Looking at the parts diagram, it appears to be a "Step Bolt" or "Shoulder Screw". Can you post a picture? If it is indeed a "Step Bolt" or "Shoulder Screw"..... McMaster-Carr carries a huge line of those you could shop. You'll need to take close measurements of the one you got out in order to find the SKU that will work for you. The threaded end is probably metric on a Yanmar and the "shoulder" may be as well. I'd just order two and replace them both to keep both sides the same

McMaster-Carr Step Bolts


----------



## bennyhill (Feb 19, 2021)

Awesome Mr Bob Thank you Very much.
Will call as soon as I can.


----------



## bmaverick (Feb 20, 2014)

bennyhill said:


> Awesome Mr Bob Thank you Very much.
> Will call as soon as I can.


You did download the FREE Parts Manual from this site right? 
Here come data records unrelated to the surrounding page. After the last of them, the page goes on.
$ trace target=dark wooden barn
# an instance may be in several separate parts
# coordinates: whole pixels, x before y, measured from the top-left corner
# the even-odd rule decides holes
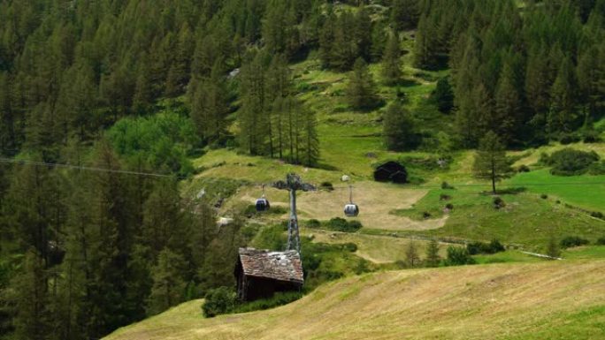
[[[240,248],[234,273],[237,295],[242,301],[269,298],[278,291],[302,286],[302,262],[295,250],[271,252]]]
[[[408,183],[408,171],[397,162],[387,162],[374,170],[374,180],[378,182]]]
See the page like this one. 



















Now do note, all things on a Yanmar is *METRIC*. 

My Ym2610 was totally restored via the UTDA at Fredricks. The new replacement bolts are metric should bolts in brass. 








McMaster-Carr


McMaster-Carr is the complete source for your plant with over 595,000 products. 98% of products ordered ship from stock and deliver same or next day.




www.mcmaster.com





I just don't know the thread size nor pitch. If you got 1 of them out, you could find a match up re ACE, Home Depot, Lowes, Farm and Fleet, TSC, etc. 

Also items 8 and 10 on the back side in the frame flange are listed too.


----------